Anti-HIV drugs inhibit viral replication at many different phases of the HIV replicative cycle . Drugs have been developed that inhibit the fusion of the HIV viral envelope with the plasma membrane of the host cell (fusion inhibitors), the conversion of its RNA genome into double-stranded DNA (reverse transcriptase inhibitors), the integration of the viral DNA into the host genome (integrase inhibitors), and the processing of viral proteins (protease inhibitors).
HIV
HIV, an enveloped, icosahedral virus, attaches to the CD4 receptor of an immune cell and fuses with the cell membrane. Viral contents are released into the cell where viral enzymes convert the single-stranded RNA genome into DNA and incorporate it into the host genome.

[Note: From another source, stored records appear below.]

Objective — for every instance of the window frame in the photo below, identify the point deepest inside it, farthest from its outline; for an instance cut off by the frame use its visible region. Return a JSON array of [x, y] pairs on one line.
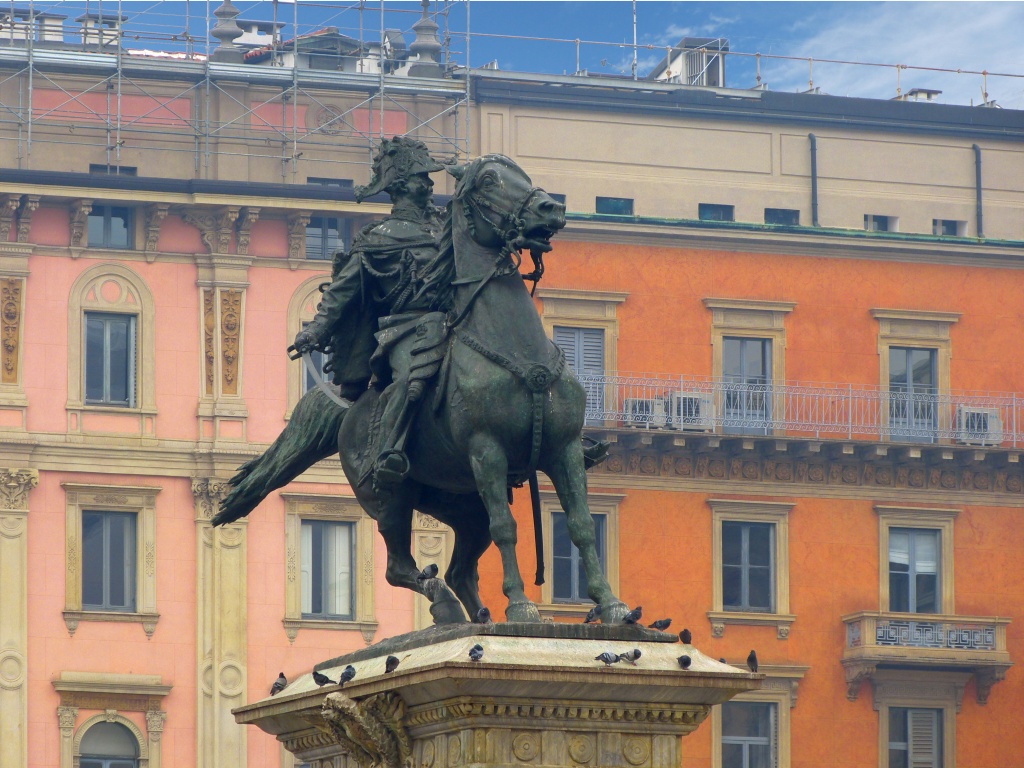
[[606, 505], [299, 507], [920, 518], [776, 513], [138, 500]]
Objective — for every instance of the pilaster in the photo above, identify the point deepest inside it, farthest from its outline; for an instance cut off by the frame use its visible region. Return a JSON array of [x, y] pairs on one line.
[[14, 487], [222, 642]]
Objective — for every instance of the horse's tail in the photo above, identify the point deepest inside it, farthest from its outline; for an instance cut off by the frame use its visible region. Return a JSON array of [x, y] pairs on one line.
[[311, 434]]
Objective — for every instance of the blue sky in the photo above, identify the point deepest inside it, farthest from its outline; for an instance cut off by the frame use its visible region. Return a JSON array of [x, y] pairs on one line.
[[944, 35]]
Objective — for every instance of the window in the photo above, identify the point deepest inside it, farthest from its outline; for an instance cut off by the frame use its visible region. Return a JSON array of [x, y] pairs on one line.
[[109, 745], [325, 235], [327, 569], [584, 348], [876, 223], [108, 561], [110, 359], [747, 368], [111, 226], [569, 577], [614, 206], [948, 227], [751, 561], [749, 734], [912, 394], [715, 212], [748, 554], [914, 737], [913, 570], [785, 216]]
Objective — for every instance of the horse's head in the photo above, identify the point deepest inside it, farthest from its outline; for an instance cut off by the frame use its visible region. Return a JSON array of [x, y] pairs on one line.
[[502, 206]]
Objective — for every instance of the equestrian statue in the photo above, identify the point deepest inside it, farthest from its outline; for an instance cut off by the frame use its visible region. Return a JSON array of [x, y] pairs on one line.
[[446, 391]]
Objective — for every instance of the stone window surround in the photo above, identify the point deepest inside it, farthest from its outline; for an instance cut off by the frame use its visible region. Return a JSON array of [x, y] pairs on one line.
[[145, 313], [138, 499], [930, 690], [600, 504], [779, 687], [918, 517], [299, 507], [114, 693], [776, 513]]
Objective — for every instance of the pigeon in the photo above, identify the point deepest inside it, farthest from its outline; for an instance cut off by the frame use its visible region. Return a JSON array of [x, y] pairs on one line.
[[280, 684], [428, 572], [631, 656], [322, 680], [634, 615], [347, 674]]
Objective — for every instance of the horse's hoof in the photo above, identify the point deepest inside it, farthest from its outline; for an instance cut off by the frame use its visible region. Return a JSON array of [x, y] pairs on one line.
[[613, 612], [523, 612]]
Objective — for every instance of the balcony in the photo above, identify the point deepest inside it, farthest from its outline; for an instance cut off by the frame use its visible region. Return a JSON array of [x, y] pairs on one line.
[[843, 412], [973, 644]]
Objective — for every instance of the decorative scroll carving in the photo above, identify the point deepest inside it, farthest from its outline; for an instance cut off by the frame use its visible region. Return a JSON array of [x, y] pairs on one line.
[[297, 223], [371, 730], [155, 215], [230, 330], [10, 328], [29, 205], [247, 218], [8, 205], [80, 211], [14, 487], [209, 328]]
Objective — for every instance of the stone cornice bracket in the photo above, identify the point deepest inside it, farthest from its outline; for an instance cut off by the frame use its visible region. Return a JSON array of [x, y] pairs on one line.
[[80, 211], [14, 487], [371, 730], [155, 215], [215, 225], [209, 493], [297, 222], [247, 217], [29, 205]]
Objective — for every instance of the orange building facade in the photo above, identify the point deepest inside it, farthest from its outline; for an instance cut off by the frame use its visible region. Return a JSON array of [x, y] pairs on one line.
[[796, 317]]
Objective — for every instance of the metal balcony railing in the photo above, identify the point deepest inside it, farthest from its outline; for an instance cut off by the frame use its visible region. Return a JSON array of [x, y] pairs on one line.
[[813, 411]]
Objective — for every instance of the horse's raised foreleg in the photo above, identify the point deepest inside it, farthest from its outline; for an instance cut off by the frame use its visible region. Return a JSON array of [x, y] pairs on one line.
[[565, 468], [491, 472]]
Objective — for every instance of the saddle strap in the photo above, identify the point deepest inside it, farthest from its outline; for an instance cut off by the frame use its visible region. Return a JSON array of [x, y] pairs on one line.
[[538, 378]]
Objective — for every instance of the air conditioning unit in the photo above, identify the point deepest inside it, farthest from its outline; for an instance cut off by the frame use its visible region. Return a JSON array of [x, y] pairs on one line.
[[691, 411], [645, 413], [979, 426]]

When any of these drugs are used individually, the high mutation rate of the virus allows it to easily and rapidly develop resistance to the drug, limiting the drug's effectiveness. The breakthrough in the treatment of HIV was the development of HAART, highly-active anti-retroviral therapy, which involves a mixture of different drugs, sometimes called a drug "cocktail." By attacking the virus at different stages of its replicative cycle, it is much more difficult for the virus to develop resistance to multiple drugs at the same time. Still, even with the use of combination HAART therapy, there is concern that, over time, the virus will develop resistance to this therapy. Thus, new anti-HIV drugs are constantly being developed with the hope of continuing the battle against this highly fatal virus.